The e-commerce behemoth, which today reported its Q4 2020 financial report, shared in a statement that its billionaire founder will transition to the role of executive chair of the company’s board in the third quarter. Amazon Web Services CEO Andy Jassy has been named his successor.
“Amazon is what it is because of invention. If you do it right, a few years after a surprising invention, the new thing has become normal. People yawn,” Bezos said in a statement accompanying the earnings results. “That yawn is the greatest compliment an inventor can receive.”
He added, “When you look at our financial results, what you’re actually seeing are the long-run cumulative results of invention. Right now, I see Amazon at its most inventive ever, making it an optimal time for this transition.”
In a letter to employees, Bezos added that he intends to stay engaged in “new products and early initiatives” at Amazon, while spending more time to focus on the Bezos Earth Fund, The Washington Post and the Amazon Day 1 Fund, as well as Blue Origin, the privately-held aerospace manufacturer and spaceflight services firm that he established two decades ago.
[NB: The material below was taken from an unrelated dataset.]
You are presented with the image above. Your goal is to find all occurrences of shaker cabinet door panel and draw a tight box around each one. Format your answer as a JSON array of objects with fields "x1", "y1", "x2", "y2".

Bezos founded Amazon as an online bookstore back in 1994. Since then, it has exploded into a mega e-commerce and tech titan, surpassing a $1 trillion market cap last January. That was before the COVID-19 pandemic touched down in the United States, which decimated hundreds of thousands of stores across the country but allowed Amazon to build on its profits. Due to its status as an essential retailer, the company was able to operate through government-mandated closures and saw a spike in demand for everyday goods, household products and groceries. It was also able to capitalize on the accelerated shift to online shopping and emphasize categories (like athletic and casual wear) that catered to work- and play-from-home needs.
For the full year, the Seattle-based retailer’s revenues increased 38% to $386.1 billion. Its profits also shot up to $21.3 billion, or $41.83 per diluted share, compared with the prior year’s $11.6 billion, or $23.01 per diluted share. It predicted sales to grow between 33% and 40% to the range of $100 billion and $106 billion in the first quarter, while operating income is expected to be between $3 billion and $6.5 billion, compared with $4 billion last year.